Figure 1. Flowchart of the study population.

Background characteristics of the study population

Maternal and neonatal characteristics of the index pregnancy with severe pre-eclampsia are presented in Table 1. The groups were similar regarding age at follow-up, age at the index pregnancy and time since delivery. The high BPs recorded before delivery characterize the severity of pre-eclampsia.

Cardiovascular risk factors and hypertension

The maternal characteristics of the study participants at follow-up are presented in Table 2. BMI was 17% higher in the pre-eclamptic groups compared with controls (p < .01). Twenty-five patients (36%) were overweight, and 11 (16%) were obese based on their BMI. All control subjects were within the normal weight range defined by the WHO (see above).

Table 2. Maternal characteristics at follow-up after severe preeclampsia.

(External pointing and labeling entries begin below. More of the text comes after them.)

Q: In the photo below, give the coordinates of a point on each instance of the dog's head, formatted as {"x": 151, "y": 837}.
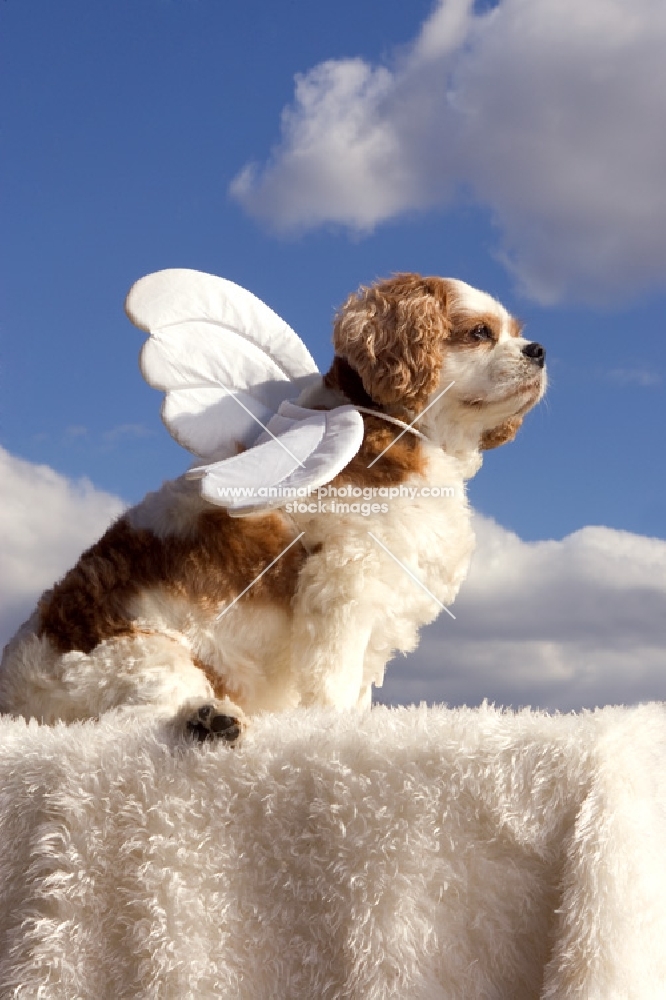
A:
{"x": 438, "y": 347}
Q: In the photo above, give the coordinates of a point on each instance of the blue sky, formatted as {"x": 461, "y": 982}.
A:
{"x": 300, "y": 150}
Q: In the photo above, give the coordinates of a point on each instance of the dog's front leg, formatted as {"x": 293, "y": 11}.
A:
{"x": 328, "y": 654}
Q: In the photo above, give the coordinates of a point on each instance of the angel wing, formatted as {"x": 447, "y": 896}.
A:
{"x": 231, "y": 368}
{"x": 224, "y": 359}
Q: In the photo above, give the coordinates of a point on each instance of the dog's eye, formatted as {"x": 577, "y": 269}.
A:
{"x": 481, "y": 332}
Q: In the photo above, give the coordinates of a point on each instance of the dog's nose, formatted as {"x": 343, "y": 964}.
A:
{"x": 536, "y": 352}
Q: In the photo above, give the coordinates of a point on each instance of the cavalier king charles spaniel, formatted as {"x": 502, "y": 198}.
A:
{"x": 181, "y": 610}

	Early onset (n = 33)	Late onset (n = 36)	Control (n = 28)	p value
CVD risk factors at follow up
Age at follow-up visit, years	40 ± 5	41 ± 4	39 ± 5	.23
Height, cm	167 ± 6	166 ± 6	167 ± 4	.31
Weight, kg	72 ± 15*	75 ± 16†	61 ± 6	.03
BMI, kg/m^2	27 ± 5*	28 ± 6†	24 ± 3	.05
Hypertension, n (%)	7 (21)*	11 (30)†	0	.01
Diabetes, n (%)	3 (9)	4 (11)	0	.09
Former smokers, n (%)	2 (6)	4 (11)	0	.09
Current smokers, n (%)	1 (3)	2 (6)	0	.25
Family history of CVD‡, n (%)	22 (67)*	28 (79)†	9 (32)	<.01
Use of beta-blocker, n (%)	4 (12)*	5 (14)*	0	.05
Pregnancy history at follow up
Total number of pregnancies, n [IQR]	2.5 [2–4]	2.5 [2–4]	2 [1–3]	.11
Completed pregnancies, n [IQR]	2 [1–4]	2 [1–3]	2 [1–3]	.27
Number of preeclamptic pregnancies, n [IQR]	1 [1–3]	1 [1–2]	–	.22

Values are presented as percent or mean ± SD or median and [IQR]=Interquartile range. BMI: body mass index; CVD: cardiovascular disease: kg: kilograms. Significance value p < .05, normal compared vs * early PE and † late PE, § early PE vs. late PE. ‡Family history defined as CVD in first degree relatives.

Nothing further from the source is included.